Today, adopting a CSR approach is no longer the prerogative of large companies. Everyone, at their own level, can and sometimes already does CSR, without realizing it.
The most important thing is not to restrict ourselves, and to realize that, however modest, every company has a role to play in our society, and represents a potential lever to help it evolve, and even improve.
“CSR is at the very heart of our DNA”.
– Charlotte Bregeon of Moodz, Connecteur member
Launched in 2019, Moodz is now one of the first menstrual panties companies on the French market. The boom in e-commerce during the Covid-19 crisis helped Moodz to grow, even though it now faces competition from major textile groups surfing the trend towards eco-friendly menstrual protection. With a staff of 10 working in Paris and Biarritz, Moodz is a small company, but one that takes on major CSR challenges on a daily basis.

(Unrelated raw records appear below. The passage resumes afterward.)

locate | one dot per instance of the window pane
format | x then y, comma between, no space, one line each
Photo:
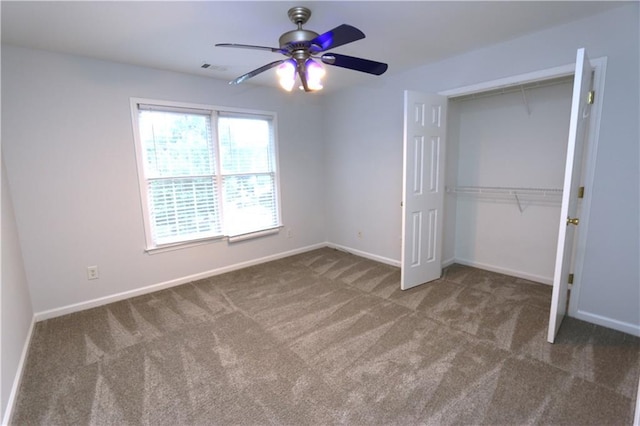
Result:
176,144
245,145
249,203
183,209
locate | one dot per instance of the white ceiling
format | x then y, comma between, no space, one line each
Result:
180,35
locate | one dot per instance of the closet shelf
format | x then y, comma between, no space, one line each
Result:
500,192
504,190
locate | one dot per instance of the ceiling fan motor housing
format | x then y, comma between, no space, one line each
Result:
297,39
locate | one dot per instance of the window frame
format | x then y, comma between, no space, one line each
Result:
214,112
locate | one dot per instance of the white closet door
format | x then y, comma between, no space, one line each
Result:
580,109
423,188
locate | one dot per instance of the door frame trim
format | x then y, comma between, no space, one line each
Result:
599,70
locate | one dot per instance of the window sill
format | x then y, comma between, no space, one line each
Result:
252,235
182,245
193,243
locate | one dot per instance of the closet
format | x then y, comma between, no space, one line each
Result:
505,161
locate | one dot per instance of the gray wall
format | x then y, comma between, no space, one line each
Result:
610,293
69,152
16,311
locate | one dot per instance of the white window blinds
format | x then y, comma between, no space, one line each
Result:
205,173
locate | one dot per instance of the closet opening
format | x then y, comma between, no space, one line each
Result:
505,162
491,174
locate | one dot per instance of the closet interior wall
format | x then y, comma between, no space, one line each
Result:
506,152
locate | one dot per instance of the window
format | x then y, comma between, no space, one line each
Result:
205,172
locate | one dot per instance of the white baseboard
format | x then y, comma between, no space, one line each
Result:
625,327
636,418
506,271
6,419
365,254
448,262
76,307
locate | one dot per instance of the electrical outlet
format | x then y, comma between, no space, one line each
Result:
92,272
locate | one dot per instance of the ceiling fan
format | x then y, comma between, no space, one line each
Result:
303,48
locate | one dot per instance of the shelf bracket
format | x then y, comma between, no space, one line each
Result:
524,99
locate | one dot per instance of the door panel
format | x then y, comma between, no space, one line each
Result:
578,124
423,188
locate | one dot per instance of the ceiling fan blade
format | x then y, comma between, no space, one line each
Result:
357,64
249,46
336,37
256,72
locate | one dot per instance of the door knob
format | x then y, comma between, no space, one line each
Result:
573,221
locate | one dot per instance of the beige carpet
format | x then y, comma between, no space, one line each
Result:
325,338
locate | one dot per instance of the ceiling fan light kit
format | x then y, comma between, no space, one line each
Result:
304,50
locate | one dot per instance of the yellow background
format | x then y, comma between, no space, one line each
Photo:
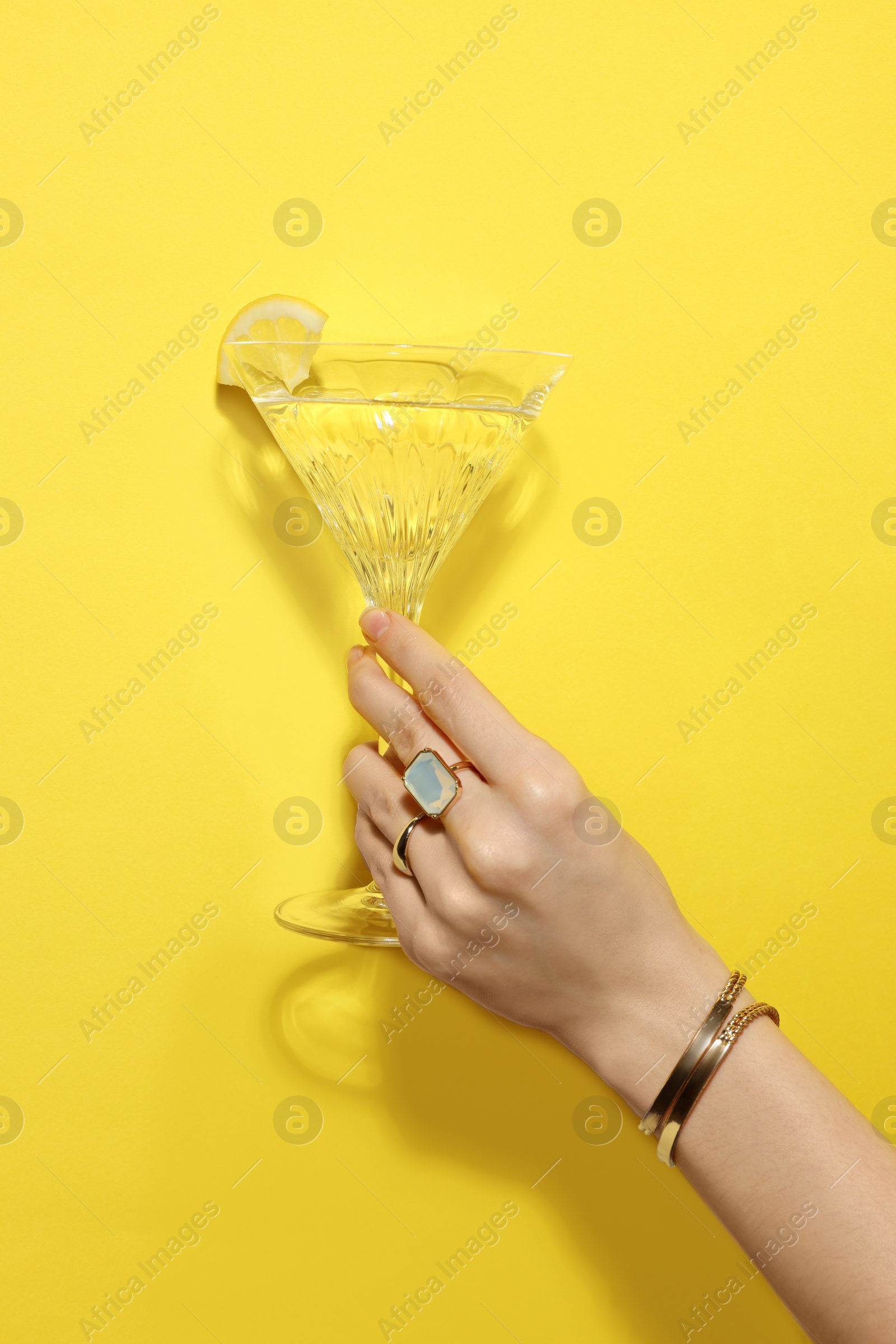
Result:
723,238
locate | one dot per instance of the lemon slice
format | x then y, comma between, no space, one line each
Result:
268,320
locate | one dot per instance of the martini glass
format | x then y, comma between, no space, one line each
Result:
398,447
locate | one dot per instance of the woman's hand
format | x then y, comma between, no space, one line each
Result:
542,909
528,897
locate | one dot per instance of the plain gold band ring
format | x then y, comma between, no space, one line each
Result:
399,848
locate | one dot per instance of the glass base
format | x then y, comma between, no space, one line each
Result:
358,915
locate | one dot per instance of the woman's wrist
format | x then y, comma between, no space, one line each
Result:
637,1038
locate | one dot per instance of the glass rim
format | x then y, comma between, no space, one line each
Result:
367,345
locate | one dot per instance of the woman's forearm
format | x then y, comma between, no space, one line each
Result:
597,952
783,1160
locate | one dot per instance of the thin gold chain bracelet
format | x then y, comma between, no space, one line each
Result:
703,1076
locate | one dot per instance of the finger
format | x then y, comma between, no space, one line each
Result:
383,703
486,732
436,858
402,894
393,713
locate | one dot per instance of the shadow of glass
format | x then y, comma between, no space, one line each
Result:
463,1087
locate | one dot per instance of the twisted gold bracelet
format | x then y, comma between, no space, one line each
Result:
703,1075
707,1033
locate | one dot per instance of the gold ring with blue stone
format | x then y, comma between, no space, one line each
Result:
433,783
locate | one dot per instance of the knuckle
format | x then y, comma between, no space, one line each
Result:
406,728
500,866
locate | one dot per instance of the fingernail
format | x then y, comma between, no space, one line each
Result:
374,622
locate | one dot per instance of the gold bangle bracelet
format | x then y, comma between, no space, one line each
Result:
703,1075
707,1033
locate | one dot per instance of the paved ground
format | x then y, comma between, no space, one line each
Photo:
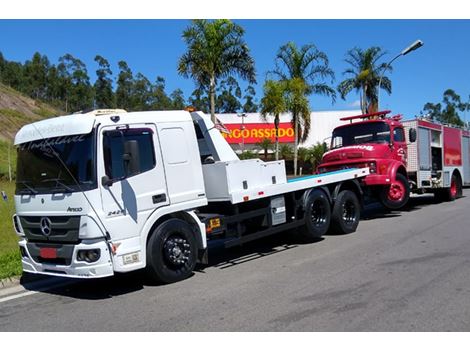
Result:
401,271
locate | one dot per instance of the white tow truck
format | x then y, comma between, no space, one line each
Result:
111,191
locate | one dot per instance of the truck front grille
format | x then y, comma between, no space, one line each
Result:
61,229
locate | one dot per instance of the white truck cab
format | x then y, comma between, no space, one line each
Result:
111,191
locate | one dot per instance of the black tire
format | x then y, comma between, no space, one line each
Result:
317,216
396,195
346,213
171,252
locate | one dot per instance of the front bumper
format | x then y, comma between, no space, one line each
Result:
377,180
76,269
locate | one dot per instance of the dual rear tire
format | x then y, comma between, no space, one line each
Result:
171,252
343,218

“We’ve never asked ourselves how to do CSR specifically. In essence, Moodz is a responsible company, responding to a societal and health need: to invent and offer healthy, ecological sanitary protection”, explains Charlotte Bregeon, Head of operations. Moodz also produces 95% of its garments in Europe, using certified organic materials.
Her commitment goes even further: “Although our products have a certain cost linked to their quality, we want them to remain accessible to as many people as possible,” continues Charlotte. With this in mind, we work in collaboration with high schools, associations and town halls to organize distribution operations, particularly for young people or people in precarious menstrual situations”.
At Moodz, CSR is above all a matter of conviction.